Em meados de janeiro, a organização não-governamental Oxfam divulgou um relatório chocante. Segundo a ONG inglesa que surgiu nos corredores da prestigiosa Oxford, na década de 1940, as oito pessoas mais ricas do mundo tinham um patrimônio equivalente ao das 3,6 bilhões de pessoas mais pobres. Você não leu errado. Era isso mesmo. A revista DINHEIRO publicou essa informação e a postou no Facebook com a pergunta: “Você concorda com essa concentração de renda?”. Em geral, quase que a totalidade das pessoas que comentaram não via nada de errado com aquela gigantesca acumulação de riqueza. Seus argumentos eram de que os oito bilionários não roubaram a fortuna conquistada e que seus negócios geravam milhões de empregos. “Se pegássemos a fortuna desses oito bilionários e doássemos para os pobres, o mundo entraria em convulsão social”, escreveu uma pessoa.

Os oito bilionários em questão são Bill Gates, fundador da Microsoft, o homem mais rico do mundo; Amancio Ortega, dono da Zara; o megainvestidor Warren Buffett; o mexicano Carlos Slim, que controla a empresa de telefonia América Móvil; o fundador da Amazon, Jeff Bezos; Mark Zuckerberg, do Facebook; o dono da Oracle,  Larry Ellison; e Michael Bloomberg, ex-prefeito de Nova York.
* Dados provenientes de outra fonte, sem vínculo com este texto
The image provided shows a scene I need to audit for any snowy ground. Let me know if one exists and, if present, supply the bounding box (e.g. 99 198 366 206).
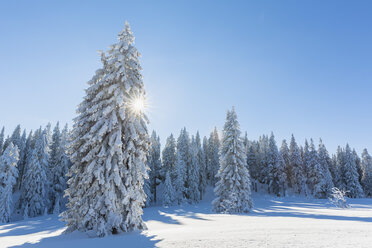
0 193 372 248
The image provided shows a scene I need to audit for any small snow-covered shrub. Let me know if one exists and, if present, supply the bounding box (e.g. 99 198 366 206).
329 187 350 208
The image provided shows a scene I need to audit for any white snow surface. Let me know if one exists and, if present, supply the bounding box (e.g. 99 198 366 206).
0 190 372 248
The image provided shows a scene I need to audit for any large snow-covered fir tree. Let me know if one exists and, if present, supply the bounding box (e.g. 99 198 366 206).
145 131 162 206
265 133 287 196
161 134 177 181
212 108 253 213
195 132 208 200
361 149 372 197
289 135 307 194
162 171 176 206
63 22 149 236
187 136 200 203
22 128 49 217
0 142 19 223
341 144 364 198
207 128 220 186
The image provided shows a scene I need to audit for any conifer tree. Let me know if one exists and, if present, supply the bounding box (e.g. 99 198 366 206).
342 144 364 198
22 128 49 217
187 136 200 203
163 171 176 206
266 133 287 196
212 108 253 213
361 149 372 197
63 23 149 236
289 134 307 194
0 142 19 223
146 131 161 204
207 128 220 186
161 134 177 181
0 127 5 156
195 132 207 200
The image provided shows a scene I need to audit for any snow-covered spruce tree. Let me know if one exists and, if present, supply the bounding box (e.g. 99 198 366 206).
306 139 333 198
63 22 149 236
279 139 293 188
22 128 49 217
175 128 191 204
289 134 307 194
353 149 364 184
53 124 71 210
145 131 162 206
342 144 364 198
0 127 5 156
257 135 269 184
47 122 62 212
162 171 176 206
207 127 220 186
247 142 260 192
266 133 287 196
361 149 372 197
174 150 187 204
195 131 207 200
0 143 19 223
314 139 334 198
212 108 253 213
161 134 177 181
187 136 200 203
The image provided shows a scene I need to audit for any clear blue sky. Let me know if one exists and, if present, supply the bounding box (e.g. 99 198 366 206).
0 0 372 152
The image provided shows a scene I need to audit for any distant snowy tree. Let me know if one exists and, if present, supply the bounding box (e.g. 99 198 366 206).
207 128 220 186
0 127 5 156
162 171 176 206
63 23 149 236
279 139 293 188
289 135 307 194
266 133 287 196
361 149 372 197
0 142 19 223
195 132 208 200
342 144 364 198
22 129 49 217
161 134 177 180
247 143 260 192
187 136 200 203
145 131 162 205
212 108 253 213
174 151 186 204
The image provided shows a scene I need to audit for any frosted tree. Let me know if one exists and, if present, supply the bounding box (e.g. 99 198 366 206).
47 122 63 211
315 139 334 198
0 143 19 223
0 127 5 156
161 134 177 180
342 144 364 198
195 132 208 200
289 134 307 194
145 131 162 206
174 151 187 204
175 128 191 204
361 149 372 197
163 171 176 206
353 149 364 184
186 136 200 203
22 128 49 217
207 128 220 186
63 23 149 236
212 108 253 213
266 133 287 196
279 139 293 188
247 142 260 192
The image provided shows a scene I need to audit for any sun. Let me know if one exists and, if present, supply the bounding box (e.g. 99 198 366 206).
129 96 146 114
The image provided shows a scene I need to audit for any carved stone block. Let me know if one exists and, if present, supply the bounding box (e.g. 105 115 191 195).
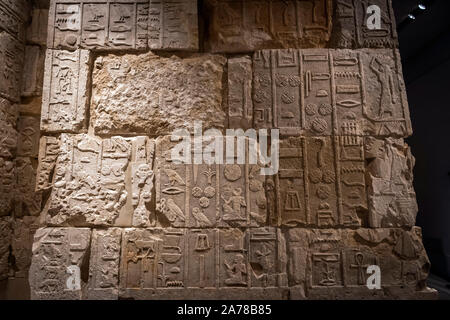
29 228 91 300
45 134 154 227
41 50 90 132
17 116 40 158
155 136 267 228
286 227 430 299
205 0 333 52
0 217 12 280
120 228 287 299
365 137 418 228
0 30 24 102
148 0 198 51
250 49 412 137
91 52 226 136
21 46 45 97
87 228 122 300
331 0 398 48
11 216 39 278
47 0 149 50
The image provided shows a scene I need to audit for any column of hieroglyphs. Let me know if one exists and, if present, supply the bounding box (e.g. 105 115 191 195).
22 0 440 299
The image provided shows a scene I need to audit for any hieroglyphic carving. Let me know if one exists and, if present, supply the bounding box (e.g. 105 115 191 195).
365 137 418 228
271 137 367 227
87 228 122 300
253 49 412 136
155 136 267 228
207 0 333 52
41 49 90 132
0 217 12 280
47 0 149 50
36 136 60 191
228 56 253 129
0 30 24 102
287 227 429 298
332 0 398 48
29 228 91 300
148 0 198 51
11 216 38 278
45 134 153 226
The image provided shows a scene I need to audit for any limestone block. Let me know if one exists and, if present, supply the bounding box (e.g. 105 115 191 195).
331 0 398 48
0 158 16 216
91 52 226 136
204 0 333 52
120 228 287 299
148 0 198 51
27 8 48 47
44 134 154 227
47 0 149 50
11 216 39 278
17 116 40 158
41 50 90 132
0 98 18 159
0 217 12 280
29 228 91 300
0 30 24 102
21 46 45 97
13 157 42 218
155 136 267 228
286 227 430 299
36 136 60 191
87 228 122 300
365 137 418 228
250 49 412 137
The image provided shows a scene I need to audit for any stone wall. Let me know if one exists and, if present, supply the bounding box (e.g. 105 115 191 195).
0 0 435 299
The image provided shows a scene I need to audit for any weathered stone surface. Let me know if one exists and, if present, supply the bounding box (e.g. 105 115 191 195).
14 157 42 218
148 0 198 51
250 49 412 137
47 0 149 50
27 8 48 47
331 0 398 48
29 228 91 300
91 52 226 136
286 227 430 299
17 116 40 158
120 228 287 299
87 228 122 300
11 216 39 278
36 136 60 191
41 50 90 132
155 136 267 228
21 46 45 97
204 0 333 52
0 217 12 280
0 30 24 102
365 137 418 228
44 134 154 227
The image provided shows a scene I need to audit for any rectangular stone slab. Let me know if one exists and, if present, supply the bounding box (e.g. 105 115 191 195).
41 49 90 132
43 134 154 227
204 0 333 52
29 228 91 300
248 49 412 137
47 0 149 50
148 0 198 51
91 52 226 136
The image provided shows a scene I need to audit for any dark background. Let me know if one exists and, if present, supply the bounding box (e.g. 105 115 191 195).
392 0 450 281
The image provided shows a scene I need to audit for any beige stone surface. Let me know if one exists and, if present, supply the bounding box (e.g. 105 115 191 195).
91 52 226 136
41 49 90 132
47 0 149 50
203 0 333 52
44 134 154 227
29 228 91 300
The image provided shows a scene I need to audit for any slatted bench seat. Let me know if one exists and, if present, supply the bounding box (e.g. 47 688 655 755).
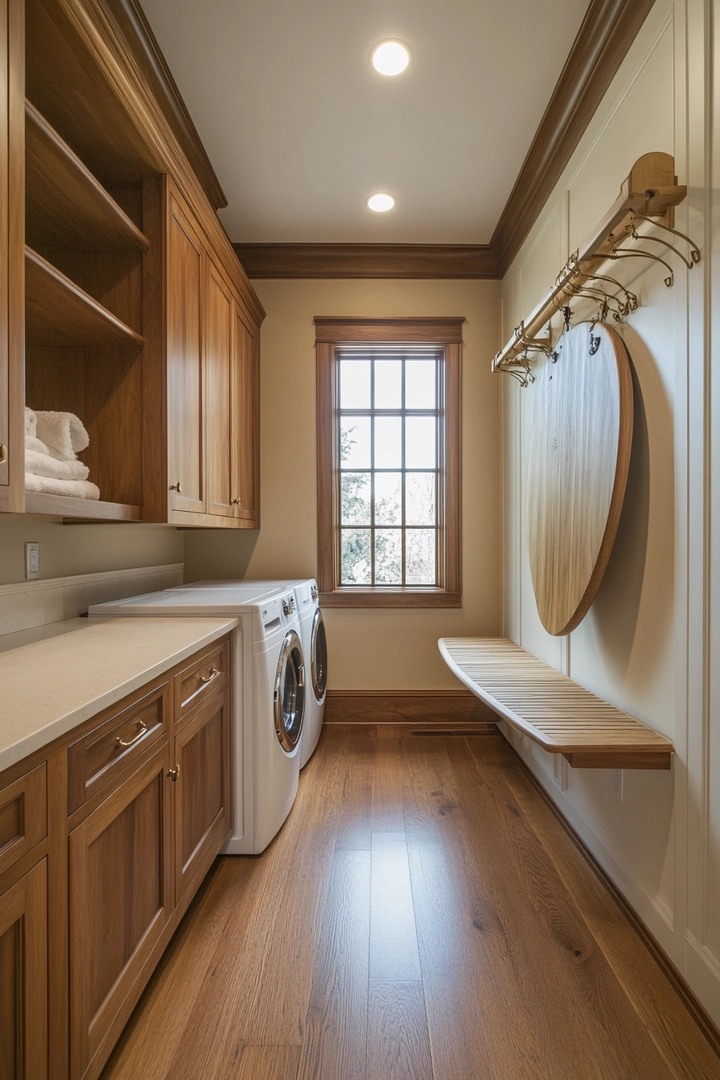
438 637 674 769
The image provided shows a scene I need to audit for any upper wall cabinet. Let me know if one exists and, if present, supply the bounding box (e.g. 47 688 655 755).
5 0 264 528
144 177 261 528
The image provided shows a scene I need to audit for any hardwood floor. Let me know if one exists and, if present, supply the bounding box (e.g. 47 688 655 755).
103 727 720 1080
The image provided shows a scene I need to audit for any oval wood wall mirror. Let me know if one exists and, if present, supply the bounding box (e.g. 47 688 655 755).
528 323 633 635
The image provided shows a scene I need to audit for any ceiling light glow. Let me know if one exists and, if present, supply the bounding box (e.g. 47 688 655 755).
372 41 410 75
367 191 395 214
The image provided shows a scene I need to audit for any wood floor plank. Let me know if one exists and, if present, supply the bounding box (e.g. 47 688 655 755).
104 726 720 1080
367 983 433 1080
235 1047 300 1080
298 849 370 1080
448 740 673 1080
474 743 720 1080
372 731 405 833
370 832 422 983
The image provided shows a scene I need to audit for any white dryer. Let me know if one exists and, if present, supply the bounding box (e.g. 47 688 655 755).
89 582 305 854
175 578 327 769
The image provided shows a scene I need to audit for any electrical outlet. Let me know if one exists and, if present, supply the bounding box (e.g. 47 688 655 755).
25 543 40 580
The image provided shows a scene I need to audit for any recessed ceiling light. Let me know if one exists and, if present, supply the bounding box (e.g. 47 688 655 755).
372 40 410 75
367 191 395 214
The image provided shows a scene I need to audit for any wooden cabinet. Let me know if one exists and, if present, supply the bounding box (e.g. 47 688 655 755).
155 179 259 528
69 739 175 1078
0 0 263 528
60 638 232 1080
0 859 47 1080
0 636 233 1080
166 192 206 517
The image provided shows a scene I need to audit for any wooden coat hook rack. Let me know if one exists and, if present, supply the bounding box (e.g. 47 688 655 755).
492 152 701 387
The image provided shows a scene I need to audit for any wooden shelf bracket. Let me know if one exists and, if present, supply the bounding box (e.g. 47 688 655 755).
492 153 701 387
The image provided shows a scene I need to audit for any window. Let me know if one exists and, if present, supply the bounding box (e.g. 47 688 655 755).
315 318 463 607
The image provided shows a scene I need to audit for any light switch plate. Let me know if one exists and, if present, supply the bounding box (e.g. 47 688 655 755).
25 541 40 581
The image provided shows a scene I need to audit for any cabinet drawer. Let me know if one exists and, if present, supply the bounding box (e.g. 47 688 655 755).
68 681 169 813
0 761 47 876
175 637 230 720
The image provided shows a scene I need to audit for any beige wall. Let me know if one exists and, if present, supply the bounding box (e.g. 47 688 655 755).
0 514 184 585
502 0 720 1021
186 281 502 689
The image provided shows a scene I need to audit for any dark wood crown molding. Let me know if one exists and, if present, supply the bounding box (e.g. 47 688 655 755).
103 0 228 210
233 244 499 279
490 0 654 276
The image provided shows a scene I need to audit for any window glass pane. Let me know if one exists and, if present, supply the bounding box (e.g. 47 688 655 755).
340 360 370 408
375 360 403 408
375 473 403 525
405 416 437 469
375 416 403 469
405 473 436 525
375 529 403 585
340 473 369 525
405 529 435 585
340 416 370 469
341 529 371 585
405 360 437 408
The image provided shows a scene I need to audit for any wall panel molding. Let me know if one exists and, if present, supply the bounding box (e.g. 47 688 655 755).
490 0 654 275
233 244 500 279
325 690 498 733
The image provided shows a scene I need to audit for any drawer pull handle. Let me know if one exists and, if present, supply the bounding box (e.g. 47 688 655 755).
116 720 148 750
198 667 220 686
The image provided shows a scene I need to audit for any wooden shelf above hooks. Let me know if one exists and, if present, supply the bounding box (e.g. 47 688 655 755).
492 152 699 381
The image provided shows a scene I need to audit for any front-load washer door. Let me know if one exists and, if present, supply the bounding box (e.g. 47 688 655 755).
310 608 327 705
273 630 305 754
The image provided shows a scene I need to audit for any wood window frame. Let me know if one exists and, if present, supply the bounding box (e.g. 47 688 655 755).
315 315 465 608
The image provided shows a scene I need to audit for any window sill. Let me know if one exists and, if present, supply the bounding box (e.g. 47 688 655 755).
318 588 462 608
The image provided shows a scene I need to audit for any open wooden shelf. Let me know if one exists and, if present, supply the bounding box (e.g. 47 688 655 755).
25 491 141 522
25 100 150 252
438 637 675 769
25 247 145 347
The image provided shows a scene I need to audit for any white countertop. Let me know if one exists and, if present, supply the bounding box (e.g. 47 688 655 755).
0 618 237 772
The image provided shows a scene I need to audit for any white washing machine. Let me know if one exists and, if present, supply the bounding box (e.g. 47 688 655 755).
173 578 327 769
89 582 305 854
Todos eles, de fato, conseguiram suas fortunas de forma honesta e empregam milhões de pessoas ao redor do mundo. Gates, o mais rico da lista, dedica atualmente boa parte de seu tempo à sua própria entidade, que conta com bilhões de dólares para investir em países pobres, principalmente na África. Ortega, o segundo com mais dinheiro, por sua vez, teve o nome de sua empresa envolvido com trabalho escravo.

A crítica e o contraditório são fundamentais, escreveu recentemente o historiador brasileiro Leandro Karnal, acrescentando que a base da democracia é a liberdade de expressão. Portanto, antes de prosseguir, é preciso acrescentar que respeito todas as opiniões. Mas discordo de quase a totalidade delas. Há uma imensa miopia no debate sobre a desigualdade, como ficou demonstrado nos comentários do Facebook. A questão essencial, que as pessoas não enxergaram ou não quiseram ver, são os desarranjos causados por essa concentração de riqueza quase pornográfica. Não é possível que isso possa ser considerado normal. É um sinal claro que há uma doença no atual sistema, que deixa os ricos mais ricos e os pobres cada vez mais marginalizados. Essa mazela, se não for combatida, transforma-se em uma ameaça às democracias, como acredita o economista francês Thomas Piketty, autor do livro O capital no século XXI, que mostra como a desigualdade reduz o crescimento, beneficia herdeiros de fortunas e prejudica a ascensão social.

Na semana passada, cruzei com um mendigo no caminho do trabalho. Ele andava na mesma calçada, um pouco a minha frente. Todo sujo, vestia uma camiseta com a seguinte frase: “Aposte todas as suas fichas em mundo melhor”. Você pode combater a corrupção e gerar mais empregos. Você pode até fazer o PIB crescer de forma acelerada, como ocorreu em outras épocas. Mas, se você não reduzir a desigualdade, nada mudará. Continuaremos neste debate miserável sobre a riqueza e a miséria.